La Deuxième Directive des Crédits à la Consommation (DCC2), qui sera transposée dans le droit français au plus tard le 20 novembre 2025, demande des processus de contrôle renforcé des charges et revenus
pour tous les crédits allant jusqu’à 100 000 Euros. Quels vont être les impacts ?
La DCC2 va renforcer les exigences en matière d’étude de solvabilité, pour mieux contrôler la capacité de remboursement de l’emprunteur et ainsi prévenir le surendettement.
L’analyse
de solvabilité devra désormais s’effectuer « sur la base d’informations pertinentes et exactes relatives aux revenus et dépenses du consommateur », ces informations pouvant comprendre « des preuves
de revenus ou d’autres sources de remboursement, des informations sur les actifs et passifs financiers ou des informations sur d’autres engagements financiers ».
Pour rappel, les seules sécurités à l’entrée en crédit en vigueur aujourd’hui sont la consultation du fichier national des incidents de remboursement des crédits (FICP) et l’obligation de fournir
des justificatifs d’identité, de domicile et de revenus pour tout crédit supérieur à 3000€. La nécessité de documenter les décisions apparaît ainsi renforcée, avec un focus non
plus uniquement sur le revenu mais également sur les charges.
Les données Open Banking apparaissent aujourd’hui comme la seule source de données exhaustive et fiable pour satisfaire ces besoins : revenus et charges, mensualités de crédits, frais bancaires, présence de rejets
de paiement ou autres signaux négatifs d’un point de vue risque de crédit (saisie sur compte par exemple), etc..
La DCC2 va toucher des acteurs qui n’étaient auparavant pas concernés par les règlementations de crédit. On pense notamment aux acteurs du BNPL. Comment ces acteurs vont devoir se préparer à cette nouvelle
directive ?
En effet, la DCC2 élargit la définition du crédit à la consommation à tous les crédits non hypothécaires allant jusqu’à 100 000€. Ainsi, la DCC2 s’applique notamment :
- aux opérations de location avec option d’achat (“LOA”),
- aux contrats de crédit sous forme de dépassement et découverts, et
- aux facilités de paiement différé.
Ce dernier volet couvre les services de type « Achetez maintenant, payez plus tard » ou BNPL. Les acteurs du BNPL vont donc devoir conduire une étude de solvabilité au moment de l’octroi alors même que leur principal
enjeu est de proposer un parcours client très fluide.
Là encore, l’Open Banking paraît être la meilleure réponse.
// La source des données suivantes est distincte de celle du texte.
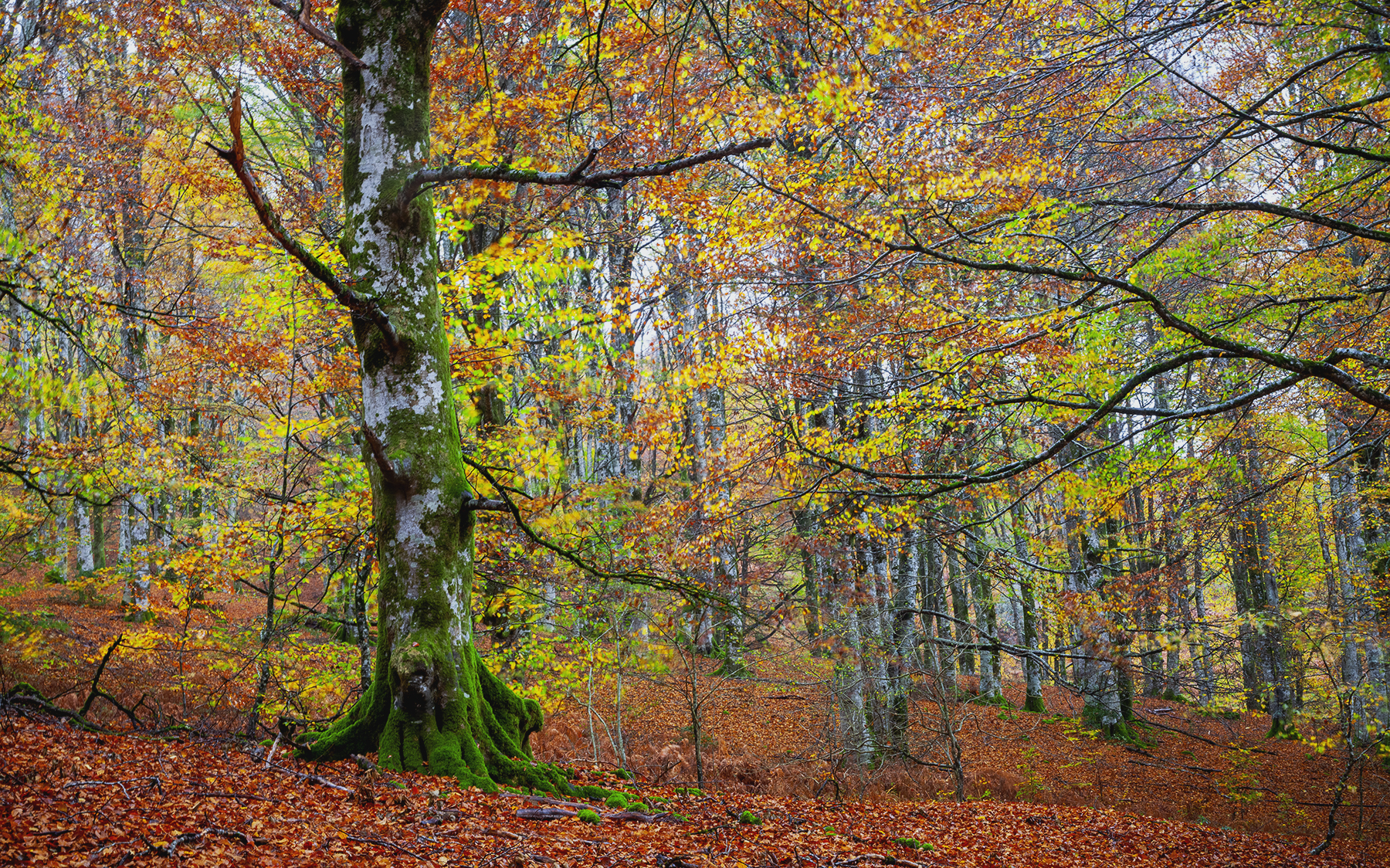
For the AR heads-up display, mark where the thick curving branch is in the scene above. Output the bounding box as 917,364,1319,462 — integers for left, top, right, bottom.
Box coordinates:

Il suffit en effet au client de se connecter à son application bancaire et d’autoriser le partage de ses données bancaires pour que celles-ci
soient récupérées et ensuite analysées, de manière automatique, pour enfin établir un score en quelques secondes.
Et quid de l’utilisation du scoring Open Banking sur d’autres produits ou segments, notamment les crédits immobiliers ou les crédits aux entreprises ?
Le crédit immobilier est également propice à l’usage de l’Open Banking. Plutôt que de fournir ses trois derniers relevés bancaires, le candidat à l’emprunt peut, via l’Open Banking, partager
ses informations bancaires, ce qui permet d’évaluer l’endettement et le reste-à-vivre. L’accord de principe peut dès lors être délivré en quelques minutes par un analyste crédit. Certaines
situations simples peuvent même faire l’objet d’un traitement automatique. Les courtiers immobiliers sont les premiers à adopter ces solutions.
Par ailleurs, pour ce qui est du crédit aux professionnels ou aux micro-entreprises, que les acteurs traditionnels ont toujours éprouvé des difficultés à servir faute de données pertinentes, l’Open Banking
offre un souffle nouveau. Les données comptables sont en effet rarement pertinentes car trop anciennes ou insuffisamment granulaires pour qualifier le risque de crédit sur ce type d’acteurs. Algoan a lancé mi-2024 une extension
de son service pour prendre en charge ce type de clients finaux.